# demande d'aide svp.. infuse pro et synology



## jeje434 (21 Décembre 2019)

Bonjour à tous

Depuis peu j'utilise l'apple tv 4k.
J'ai installé infuse pro.

Sur mon nas, j'ai crée un dossier partagé où j'ai mis mes vidéos.

Mon iphone les trouve bien mais pas l'apple tv.
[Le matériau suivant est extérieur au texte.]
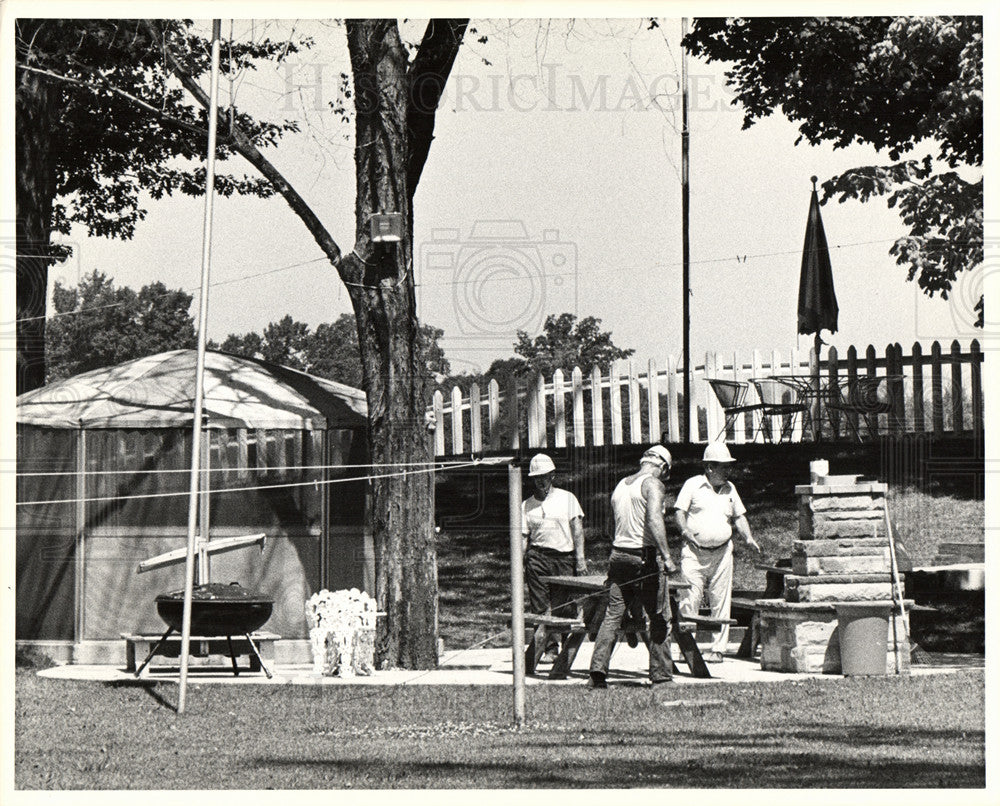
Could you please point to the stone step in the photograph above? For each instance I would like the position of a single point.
(840, 547)
(961, 552)
(865, 564)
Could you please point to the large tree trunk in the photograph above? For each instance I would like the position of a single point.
(393, 139)
(35, 191)
(382, 292)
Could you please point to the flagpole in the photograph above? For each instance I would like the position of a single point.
(199, 386)
(685, 243)
(814, 414)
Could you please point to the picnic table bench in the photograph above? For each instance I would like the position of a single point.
(591, 600)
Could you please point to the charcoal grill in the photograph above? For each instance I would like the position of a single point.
(217, 609)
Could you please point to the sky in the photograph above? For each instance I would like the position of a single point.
(563, 135)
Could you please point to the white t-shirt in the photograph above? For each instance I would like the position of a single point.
(546, 523)
(630, 513)
(710, 513)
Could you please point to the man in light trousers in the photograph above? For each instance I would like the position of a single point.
(708, 509)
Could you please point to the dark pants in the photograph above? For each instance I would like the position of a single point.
(540, 562)
(632, 582)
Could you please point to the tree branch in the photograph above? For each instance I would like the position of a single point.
(348, 267)
(111, 88)
(428, 75)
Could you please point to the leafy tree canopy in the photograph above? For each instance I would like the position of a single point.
(122, 123)
(564, 343)
(331, 351)
(99, 325)
(895, 83)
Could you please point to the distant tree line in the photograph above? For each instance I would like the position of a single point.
(98, 324)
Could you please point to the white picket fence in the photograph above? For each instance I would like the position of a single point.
(940, 393)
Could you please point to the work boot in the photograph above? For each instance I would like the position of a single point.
(597, 680)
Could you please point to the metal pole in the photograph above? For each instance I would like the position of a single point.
(898, 588)
(685, 242)
(199, 387)
(516, 590)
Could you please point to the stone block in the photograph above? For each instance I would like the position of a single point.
(857, 592)
(840, 547)
(863, 564)
(849, 515)
(860, 488)
(833, 502)
(805, 638)
(811, 528)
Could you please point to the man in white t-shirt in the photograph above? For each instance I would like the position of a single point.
(552, 530)
(708, 509)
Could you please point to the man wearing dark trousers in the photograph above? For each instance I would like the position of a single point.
(638, 567)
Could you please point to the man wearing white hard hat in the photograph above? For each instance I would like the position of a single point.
(637, 568)
(708, 509)
(552, 531)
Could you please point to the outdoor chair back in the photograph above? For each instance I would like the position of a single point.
(781, 400)
(732, 397)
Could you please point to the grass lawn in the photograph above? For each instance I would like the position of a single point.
(925, 731)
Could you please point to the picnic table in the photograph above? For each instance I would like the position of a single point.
(591, 599)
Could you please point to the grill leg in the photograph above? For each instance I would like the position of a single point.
(260, 660)
(152, 652)
(232, 656)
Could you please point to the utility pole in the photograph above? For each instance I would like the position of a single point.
(685, 242)
(206, 255)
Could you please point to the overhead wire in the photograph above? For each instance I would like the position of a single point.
(285, 485)
(739, 258)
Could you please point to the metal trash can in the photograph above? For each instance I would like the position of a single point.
(864, 631)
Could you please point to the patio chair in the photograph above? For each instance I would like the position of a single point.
(732, 397)
(859, 399)
(780, 400)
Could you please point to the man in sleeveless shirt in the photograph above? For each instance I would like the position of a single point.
(708, 509)
(552, 540)
(638, 567)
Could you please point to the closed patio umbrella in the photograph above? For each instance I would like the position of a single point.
(817, 300)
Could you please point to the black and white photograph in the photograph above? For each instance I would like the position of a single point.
(564, 396)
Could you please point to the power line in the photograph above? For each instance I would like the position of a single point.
(268, 468)
(739, 258)
(174, 291)
(314, 483)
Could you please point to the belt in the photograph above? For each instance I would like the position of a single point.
(710, 548)
(633, 552)
(554, 552)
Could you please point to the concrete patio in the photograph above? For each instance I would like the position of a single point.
(480, 667)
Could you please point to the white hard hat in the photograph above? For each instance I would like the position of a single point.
(717, 452)
(540, 465)
(658, 454)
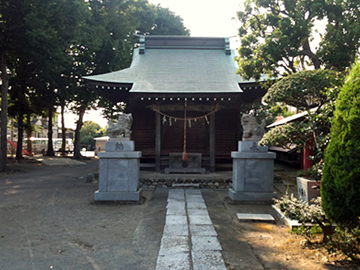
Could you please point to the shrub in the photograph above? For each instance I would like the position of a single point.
(340, 188)
(293, 208)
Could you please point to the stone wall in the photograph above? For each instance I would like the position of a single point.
(168, 182)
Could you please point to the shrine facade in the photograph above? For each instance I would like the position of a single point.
(184, 96)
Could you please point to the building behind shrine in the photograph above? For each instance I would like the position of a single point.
(176, 77)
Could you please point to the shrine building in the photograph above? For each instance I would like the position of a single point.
(184, 96)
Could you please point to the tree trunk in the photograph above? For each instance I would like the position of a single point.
(50, 150)
(63, 129)
(20, 134)
(28, 132)
(4, 109)
(77, 146)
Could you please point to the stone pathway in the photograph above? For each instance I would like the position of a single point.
(189, 239)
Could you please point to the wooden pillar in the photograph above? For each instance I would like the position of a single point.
(157, 141)
(212, 142)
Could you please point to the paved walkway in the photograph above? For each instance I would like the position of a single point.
(189, 240)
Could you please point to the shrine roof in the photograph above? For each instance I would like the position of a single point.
(178, 64)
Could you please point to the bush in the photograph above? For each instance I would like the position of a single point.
(340, 188)
(293, 208)
(345, 241)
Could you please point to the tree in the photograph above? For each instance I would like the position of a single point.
(276, 36)
(110, 44)
(340, 187)
(167, 23)
(89, 131)
(12, 29)
(313, 93)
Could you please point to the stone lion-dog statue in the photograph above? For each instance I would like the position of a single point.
(121, 128)
(252, 131)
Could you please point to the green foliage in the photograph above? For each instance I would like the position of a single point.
(313, 93)
(341, 179)
(167, 23)
(305, 213)
(286, 135)
(308, 232)
(89, 131)
(345, 241)
(303, 90)
(276, 36)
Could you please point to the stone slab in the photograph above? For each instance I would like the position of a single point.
(197, 212)
(194, 198)
(174, 244)
(177, 194)
(205, 243)
(252, 196)
(176, 205)
(119, 146)
(202, 230)
(185, 185)
(178, 261)
(251, 146)
(198, 205)
(209, 260)
(200, 220)
(253, 155)
(176, 219)
(255, 217)
(135, 154)
(117, 196)
(185, 170)
(193, 192)
(176, 211)
(176, 230)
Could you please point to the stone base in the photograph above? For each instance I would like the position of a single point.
(117, 195)
(185, 170)
(251, 196)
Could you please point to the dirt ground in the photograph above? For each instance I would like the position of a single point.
(49, 221)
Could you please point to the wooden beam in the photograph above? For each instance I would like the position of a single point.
(212, 142)
(157, 141)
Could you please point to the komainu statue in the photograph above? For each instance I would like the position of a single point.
(122, 128)
(252, 131)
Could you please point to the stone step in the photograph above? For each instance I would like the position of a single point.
(185, 185)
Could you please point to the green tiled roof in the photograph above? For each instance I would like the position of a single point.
(173, 64)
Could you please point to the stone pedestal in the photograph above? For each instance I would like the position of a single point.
(253, 173)
(119, 172)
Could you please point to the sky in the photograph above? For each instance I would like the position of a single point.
(203, 18)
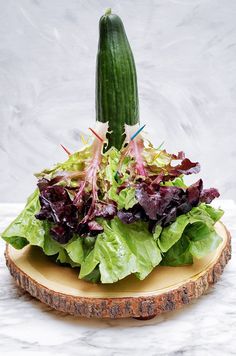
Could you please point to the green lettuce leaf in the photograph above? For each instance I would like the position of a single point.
(178, 254)
(26, 228)
(122, 250)
(191, 235)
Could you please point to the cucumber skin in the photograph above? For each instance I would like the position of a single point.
(116, 80)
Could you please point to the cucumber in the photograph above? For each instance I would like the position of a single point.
(116, 80)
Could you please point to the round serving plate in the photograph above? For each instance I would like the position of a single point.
(165, 289)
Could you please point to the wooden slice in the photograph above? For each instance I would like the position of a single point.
(165, 289)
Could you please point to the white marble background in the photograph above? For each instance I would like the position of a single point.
(185, 53)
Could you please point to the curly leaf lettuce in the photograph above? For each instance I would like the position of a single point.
(191, 235)
(122, 250)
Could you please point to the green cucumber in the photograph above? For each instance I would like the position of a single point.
(116, 80)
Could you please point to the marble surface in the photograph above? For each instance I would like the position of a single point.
(185, 54)
(205, 328)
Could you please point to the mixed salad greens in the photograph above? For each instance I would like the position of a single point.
(119, 212)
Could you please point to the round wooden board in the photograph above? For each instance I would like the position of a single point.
(165, 289)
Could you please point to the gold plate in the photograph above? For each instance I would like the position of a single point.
(166, 288)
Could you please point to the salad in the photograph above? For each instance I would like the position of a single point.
(119, 206)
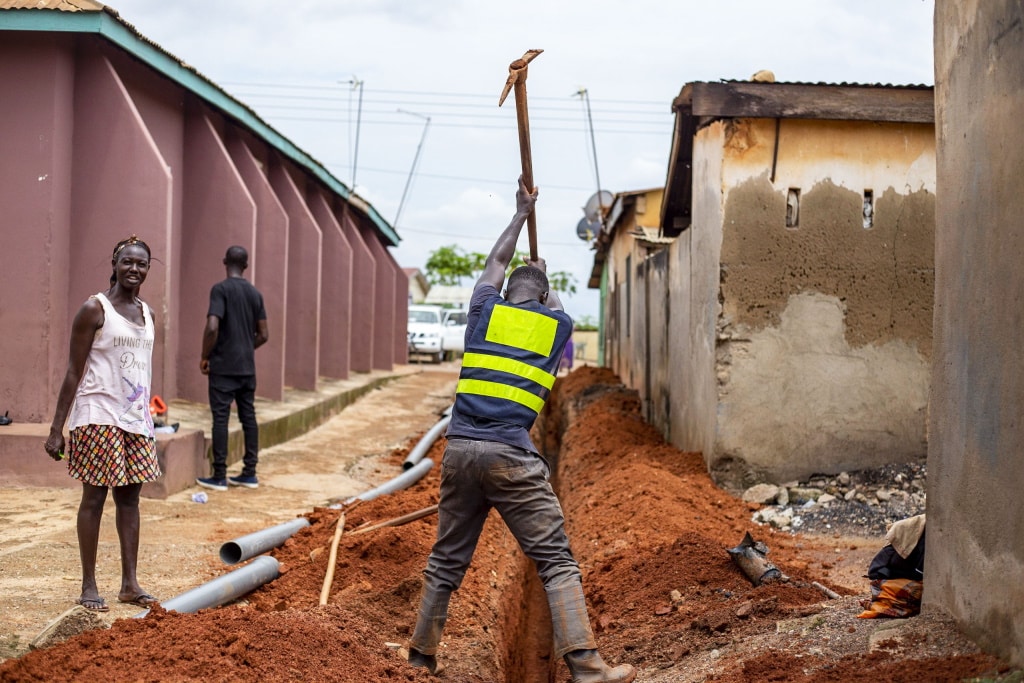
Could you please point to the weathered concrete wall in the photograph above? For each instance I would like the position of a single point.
(824, 336)
(975, 563)
(697, 395)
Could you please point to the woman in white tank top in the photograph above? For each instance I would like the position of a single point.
(104, 400)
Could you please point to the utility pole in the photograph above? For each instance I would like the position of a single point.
(416, 160)
(356, 83)
(585, 95)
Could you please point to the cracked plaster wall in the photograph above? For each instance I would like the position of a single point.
(823, 334)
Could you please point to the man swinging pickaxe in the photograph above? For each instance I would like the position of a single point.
(517, 79)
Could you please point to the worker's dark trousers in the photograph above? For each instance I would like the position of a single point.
(479, 475)
(242, 390)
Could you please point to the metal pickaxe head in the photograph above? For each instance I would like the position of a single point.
(517, 73)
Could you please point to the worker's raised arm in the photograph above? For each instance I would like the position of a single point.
(504, 249)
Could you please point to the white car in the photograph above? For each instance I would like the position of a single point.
(425, 331)
(454, 337)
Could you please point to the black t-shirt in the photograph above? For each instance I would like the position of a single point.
(240, 307)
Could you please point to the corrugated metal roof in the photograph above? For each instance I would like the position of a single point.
(62, 5)
(128, 37)
(844, 84)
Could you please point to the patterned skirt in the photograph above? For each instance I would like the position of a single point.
(108, 456)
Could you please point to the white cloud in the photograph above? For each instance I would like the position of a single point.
(449, 59)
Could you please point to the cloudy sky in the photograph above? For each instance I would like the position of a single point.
(428, 145)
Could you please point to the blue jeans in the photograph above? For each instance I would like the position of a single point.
(479, 475)
(223, 390)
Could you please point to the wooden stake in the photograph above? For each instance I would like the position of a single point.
(517, 80)
(397, 521)
(326, 591)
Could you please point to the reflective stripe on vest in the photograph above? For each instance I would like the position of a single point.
(506, 372)
(522, 329)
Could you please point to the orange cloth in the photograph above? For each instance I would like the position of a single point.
(893, 597)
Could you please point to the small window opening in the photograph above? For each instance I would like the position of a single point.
(793, 208)
(868, 212)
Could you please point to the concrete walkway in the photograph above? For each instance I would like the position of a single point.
(184, 455)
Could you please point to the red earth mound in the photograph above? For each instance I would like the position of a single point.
(650, 530)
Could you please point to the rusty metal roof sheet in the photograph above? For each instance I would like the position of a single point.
(62, 5)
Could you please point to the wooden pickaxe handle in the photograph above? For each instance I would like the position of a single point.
(517, 80)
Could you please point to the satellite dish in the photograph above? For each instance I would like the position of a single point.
(597, 205)
(588, 229)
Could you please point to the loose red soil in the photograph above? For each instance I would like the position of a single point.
(650, 530)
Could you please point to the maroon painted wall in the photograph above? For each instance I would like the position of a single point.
(218, 212)
(336, 291)
(304, 244)
(36, 100)
(267, 267)
(384, 296)
(97, 146)
(366, 336)
(120, 185)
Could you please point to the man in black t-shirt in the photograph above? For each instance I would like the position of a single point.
(236, 327)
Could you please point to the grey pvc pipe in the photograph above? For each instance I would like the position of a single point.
(403, 480)
(258, 543)
(225, 588)
(420, 450)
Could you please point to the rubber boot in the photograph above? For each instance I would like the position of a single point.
(573, 639)
(588, 667)
(427, 635)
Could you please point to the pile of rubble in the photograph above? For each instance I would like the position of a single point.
(862, 503)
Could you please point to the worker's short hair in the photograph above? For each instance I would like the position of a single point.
(528, 275)
(237, 256)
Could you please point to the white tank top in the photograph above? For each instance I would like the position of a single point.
(115, 386)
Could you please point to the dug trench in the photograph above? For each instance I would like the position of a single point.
(650, 530)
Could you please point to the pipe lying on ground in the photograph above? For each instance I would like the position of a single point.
(258, 543)
(403, 480)
(225, 588)
(421, 447)
(264, 569)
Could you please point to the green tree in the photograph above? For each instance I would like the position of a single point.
(451, 265)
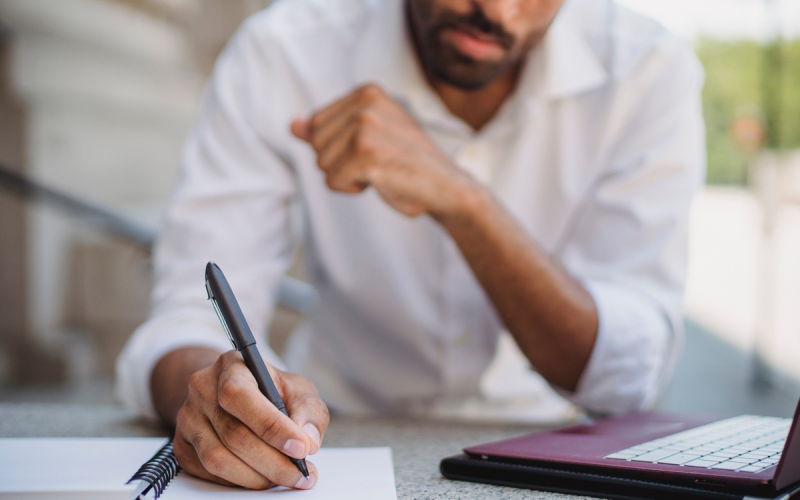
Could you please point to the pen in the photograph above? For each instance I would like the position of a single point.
(221, 296)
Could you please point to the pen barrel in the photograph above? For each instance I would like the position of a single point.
(258, 368)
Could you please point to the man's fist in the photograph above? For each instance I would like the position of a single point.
(368, 139)
(228, 432)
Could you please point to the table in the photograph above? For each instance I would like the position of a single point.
(417, 445)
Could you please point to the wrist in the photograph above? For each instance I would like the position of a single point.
(464, 200)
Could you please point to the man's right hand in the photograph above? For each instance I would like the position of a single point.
(228, 432)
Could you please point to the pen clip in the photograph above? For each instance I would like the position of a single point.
(219, 314)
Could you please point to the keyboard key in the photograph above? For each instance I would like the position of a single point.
(729, 466)
(679, 459)
(764, 464)
(654, 456)
(701, 463)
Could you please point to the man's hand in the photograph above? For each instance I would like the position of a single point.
(228, 432)
(368, 139)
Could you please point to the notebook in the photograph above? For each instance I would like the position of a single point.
(99, 468)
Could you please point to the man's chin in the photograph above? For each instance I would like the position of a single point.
(467, 75)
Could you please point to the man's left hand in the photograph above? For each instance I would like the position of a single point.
(367, 139)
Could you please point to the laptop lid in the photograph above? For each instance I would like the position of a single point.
(587, 445)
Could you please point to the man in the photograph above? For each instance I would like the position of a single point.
(464, 167)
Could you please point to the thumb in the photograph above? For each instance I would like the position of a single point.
(301, 129)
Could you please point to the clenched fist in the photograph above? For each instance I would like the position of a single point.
(367, 139)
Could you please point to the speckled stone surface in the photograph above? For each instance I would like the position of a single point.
(417, 445)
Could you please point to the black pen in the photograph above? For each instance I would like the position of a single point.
(221, 295)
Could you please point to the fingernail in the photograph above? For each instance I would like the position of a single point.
(295, 448)
(313, 433)
(304, 484)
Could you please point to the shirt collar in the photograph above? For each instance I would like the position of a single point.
(563, 65)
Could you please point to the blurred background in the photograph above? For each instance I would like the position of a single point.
(97, 97)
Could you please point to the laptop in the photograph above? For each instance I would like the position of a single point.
(646, 455)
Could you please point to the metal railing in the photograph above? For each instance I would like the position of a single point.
(292, 293)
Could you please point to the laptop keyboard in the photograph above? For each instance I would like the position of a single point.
(746, 443)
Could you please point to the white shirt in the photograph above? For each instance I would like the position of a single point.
(597, 154)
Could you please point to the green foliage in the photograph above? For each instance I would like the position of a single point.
(742, 76)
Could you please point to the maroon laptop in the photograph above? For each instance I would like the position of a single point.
(646, 456)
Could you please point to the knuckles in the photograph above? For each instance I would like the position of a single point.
(369, 93)
(271, 427)
(236, 436)
(214, 460)
(230, 392)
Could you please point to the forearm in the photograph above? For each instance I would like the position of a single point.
(552, 317)
(169, 382)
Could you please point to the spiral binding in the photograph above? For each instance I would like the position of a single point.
(158, 471)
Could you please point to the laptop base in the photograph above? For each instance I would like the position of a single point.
(464, 468)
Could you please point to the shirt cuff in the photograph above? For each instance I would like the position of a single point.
(634, 352)
(159, 336)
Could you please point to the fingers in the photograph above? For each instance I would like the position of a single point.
(238, 395)
(188, 460)
(306, 408)
(217, 461)
(264, 459)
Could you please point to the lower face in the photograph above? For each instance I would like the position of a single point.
(470, 43)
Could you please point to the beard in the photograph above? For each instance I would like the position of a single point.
(443, 61)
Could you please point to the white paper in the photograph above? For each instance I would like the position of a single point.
(344, 474)
(99, 467)
(85, 467)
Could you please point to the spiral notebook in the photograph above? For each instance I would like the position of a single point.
(123, 468)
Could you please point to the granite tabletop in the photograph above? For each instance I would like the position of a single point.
(417, 445)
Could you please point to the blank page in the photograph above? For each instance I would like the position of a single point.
(88, 468)
(344, 474)
(72, 467)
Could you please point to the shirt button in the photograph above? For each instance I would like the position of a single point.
(471, 151)
(462, 340)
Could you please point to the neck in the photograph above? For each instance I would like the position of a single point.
(477, 107)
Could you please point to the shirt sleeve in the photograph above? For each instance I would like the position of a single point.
(230, 206)
(629, 245)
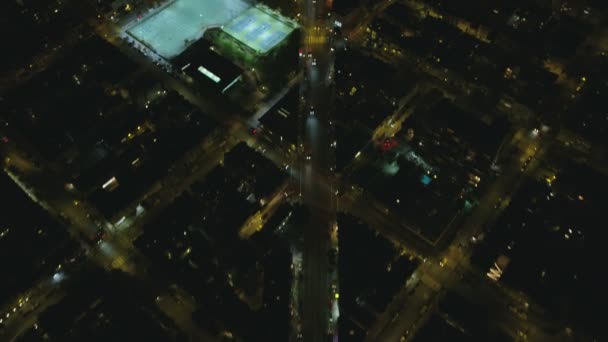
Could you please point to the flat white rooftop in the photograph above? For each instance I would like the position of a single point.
(170, 30)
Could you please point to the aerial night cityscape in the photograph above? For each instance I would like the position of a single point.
(303, 170)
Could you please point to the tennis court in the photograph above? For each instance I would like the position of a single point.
(170, 30)
(260, 29)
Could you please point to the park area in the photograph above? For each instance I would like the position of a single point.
(173, 27)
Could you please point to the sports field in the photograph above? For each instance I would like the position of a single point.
(170, 30)
(259, 29)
La bibiotheque n'affiche aucune vidéo

Vous avez un tuto pour parametrer l'apple tv avec un synology?

merci par avance


----------



## edenpulse (21 Décembre 2019)

Il faut ajouter les dossiers partagés a Infuse, se connecter à ton NAS avec tes identifiants...


----------



## jeje434 (21 Décembre 2019)

edenpulse a dit:


> Il faut ajouter les dossiers partagés a Infuse, se connecter à ton NAS avec tes identifiants...


Bonjour et merci pour ton aide .

ce que je fais :
- sur mon nas j ai crée un dossier vidéo 
- sur infuse j ajoute l accès à ce dossier en mettant mes identifiants nas .
Le dossier Video s affiche bien mais la bibliothèque est pas visible ..


----------



## alexandre90maty (1 Janvier 2020)

C'est exactement ça ! Moi j'ai créé un dossier VIDEOS partagé, dans lequel j'ai fais mes sous fichier films,  série, spectacle...

D'ailleurs j'en profite pour te demander car je suis pareil que toi NAS synologie DS215j + Apple TV 4K : si jamais tu sais pourquoi des fichiers apparaissent sur l'apple TV du style "The 100" apparait à l'écran comme "SDGMLK4331" et 2ème question, je n'arrive pas a afficher toutes les jaquettes des dossiers de mes séries.. vu que c'est pas comme dans les films ou l'on peut éditer pour trouver le film...

si jamais tu sais


----------